Bringing Hmong History Closer to Home

By: Mary Rinzel Email
By: Mary Rinzel Email

An UW-Eau Claire instructor and his son are two of 600 people from Hmong communities across the state who traveled for hours to get to Madison today.

They were all there to support the Hmong Migration Education Act.

If lawmakers pass it, it would require school boards across the state to add Hmong history to the classroom.

Charles Chou Vue and Andrew Vue both say the bill would do much more than ease racial tensions. They say it would help young Hmong students find their place in American society, while not forgetting their history.

Andrew Vue is in eighth grade. Tonight he's working on his homework. This morning he joined state representatives at the podium and gave a speech in front of hundreds of people.

“It was a good feeling. If this bill gets passed, people will have a better understanding of us and our race."

And Andrew's homework could soon include learning about his country's role in American history—specifically the Vietnam War.

"The Hmong agreed to sabotage enemy tanks, rescue American pilots who were fighting and guard U.S. radio stations that guide U.S. jets," says Charles Chou Vue, Andrew’s dad.

They’re facts Charles says many Americans need to be aware of to prevent battles at home.

"In situations like hunting, if they knew each other they'd be more polite, more patient, more courteous," he says.

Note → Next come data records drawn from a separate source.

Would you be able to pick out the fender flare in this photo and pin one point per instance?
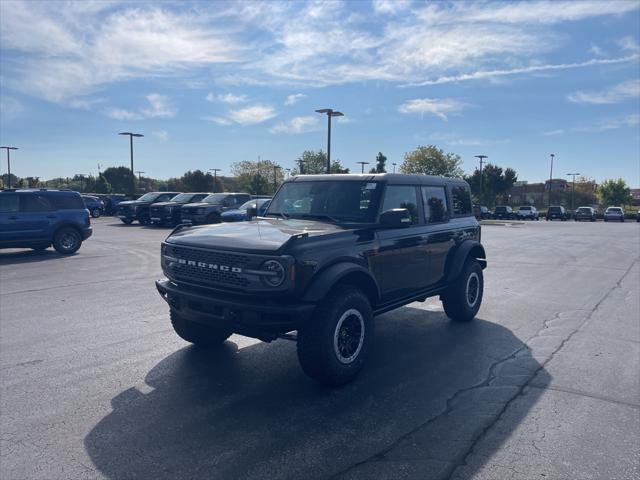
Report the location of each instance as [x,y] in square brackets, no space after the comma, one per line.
[324,281]
[459,256]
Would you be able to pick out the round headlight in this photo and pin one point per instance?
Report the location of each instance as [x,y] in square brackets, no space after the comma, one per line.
[277,273]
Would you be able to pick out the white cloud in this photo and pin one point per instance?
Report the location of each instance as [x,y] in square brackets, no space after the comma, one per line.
[252,115]
[615,94]
[159,107]
[297,125]
[161,135]
[229,98]
[440,107]
[294,98]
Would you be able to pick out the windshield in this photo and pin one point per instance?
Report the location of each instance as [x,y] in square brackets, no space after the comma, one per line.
[253,203]
[215,198]
[149,197]
[352,201]
[182,197]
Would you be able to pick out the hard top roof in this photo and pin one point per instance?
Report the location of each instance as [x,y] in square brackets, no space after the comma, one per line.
[388,178]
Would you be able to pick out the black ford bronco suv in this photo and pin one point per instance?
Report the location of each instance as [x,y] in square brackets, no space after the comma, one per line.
[330,253]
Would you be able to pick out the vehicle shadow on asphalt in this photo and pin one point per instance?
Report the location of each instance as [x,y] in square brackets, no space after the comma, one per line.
[427,393]
[31,256]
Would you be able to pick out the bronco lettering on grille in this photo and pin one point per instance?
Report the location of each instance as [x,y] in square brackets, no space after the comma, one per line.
[209,266]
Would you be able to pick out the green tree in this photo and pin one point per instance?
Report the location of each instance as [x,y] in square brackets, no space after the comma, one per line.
[258,178]
[120,179]
[314,163]
[496,182]
[614,192]
[431,160]
[381,164]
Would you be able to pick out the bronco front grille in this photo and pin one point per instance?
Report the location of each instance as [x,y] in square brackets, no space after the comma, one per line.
[208,267]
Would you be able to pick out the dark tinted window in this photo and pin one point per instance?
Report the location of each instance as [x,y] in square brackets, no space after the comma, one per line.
[435,204]
[66,202]
[461,200]
[8,202]
[400,196]
[35,203]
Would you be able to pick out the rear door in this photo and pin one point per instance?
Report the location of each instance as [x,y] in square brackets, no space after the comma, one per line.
[9,218]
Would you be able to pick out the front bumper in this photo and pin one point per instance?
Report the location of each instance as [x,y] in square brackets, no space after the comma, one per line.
[257,318]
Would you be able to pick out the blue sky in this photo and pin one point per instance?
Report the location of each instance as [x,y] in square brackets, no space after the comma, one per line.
[212,83]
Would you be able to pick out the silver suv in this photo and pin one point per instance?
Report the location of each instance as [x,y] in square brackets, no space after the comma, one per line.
[528,213]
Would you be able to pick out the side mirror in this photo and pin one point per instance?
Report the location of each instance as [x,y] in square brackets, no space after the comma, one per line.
[252,212]
[395,218]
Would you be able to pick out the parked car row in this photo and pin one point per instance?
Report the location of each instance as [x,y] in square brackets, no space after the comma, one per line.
[505,212]
[173,208]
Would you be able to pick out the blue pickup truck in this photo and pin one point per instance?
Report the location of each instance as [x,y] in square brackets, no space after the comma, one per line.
[38,219]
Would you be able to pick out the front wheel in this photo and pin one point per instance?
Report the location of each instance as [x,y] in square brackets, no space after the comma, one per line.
[200,335]
[462,299]
[334,343]
[67,241]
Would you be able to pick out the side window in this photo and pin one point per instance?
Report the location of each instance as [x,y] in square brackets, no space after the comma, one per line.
[67,202]
[8,203]
[435,204]
[34,203]
[400,196]
[461,200]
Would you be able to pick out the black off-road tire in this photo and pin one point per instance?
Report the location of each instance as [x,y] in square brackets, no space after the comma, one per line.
[462,299]
[334,343]
[67,240]
[201,335]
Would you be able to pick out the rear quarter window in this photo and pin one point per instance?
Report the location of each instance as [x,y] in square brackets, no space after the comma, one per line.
[461,200]
[67,202]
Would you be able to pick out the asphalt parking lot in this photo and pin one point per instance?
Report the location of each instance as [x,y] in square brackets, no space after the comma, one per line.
[544,384]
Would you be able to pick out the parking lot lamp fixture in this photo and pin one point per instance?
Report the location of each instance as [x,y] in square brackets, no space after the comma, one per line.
[551,178]
[573,187]
[9,163]
[362,164]
[330,113]
[133,175]
[481,158]
[215,176]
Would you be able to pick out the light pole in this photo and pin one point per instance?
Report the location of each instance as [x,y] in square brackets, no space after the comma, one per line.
[481,158]
[133,175]
[573,187]
[551,178]
[362,164]
[9,163]
[140,179]
[330,113]
[215,177]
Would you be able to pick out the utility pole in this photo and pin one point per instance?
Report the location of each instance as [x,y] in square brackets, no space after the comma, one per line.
[481,158]
[140,179]
[9,163]
[330,113]
[573,188]
[133,176]
[551,179]
[215,176]
[275,177]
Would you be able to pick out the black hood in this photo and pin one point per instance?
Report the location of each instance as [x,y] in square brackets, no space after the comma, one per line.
[257,235]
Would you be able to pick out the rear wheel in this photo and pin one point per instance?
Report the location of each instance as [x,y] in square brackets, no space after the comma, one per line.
[333,344]
[67,241]
[201,335]
[462,299]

It's no coincidence representatives chose to reintroduce the bill just weeks after a white hunter was charged with shooting and killing a Hmong hunter near Green Bay.

“Our decision to reintroduce the bill now is in response to heightened concern of racial tension,” says Rep. Donna Seidel of Wausau

Charles says the bill will help build relationships and build a better understanding for modern-day Hmong life.

"It's sad to see Hmong children who come to school and don't know why their parents brought them to the U.S. They seem lost," he says.

"Sometimes with my Caucasian friends, I feel they don't understand my background so well, so if this bill does pull through, it'd be pretty good if they started to learn about me and my history and the history of the Hmong people," says Andrew Vue.

Charles Chou Vue says he hopes the Legislature will take up the bill in April.
If not, he says they'll round up even more support and be right back in Madison trying again.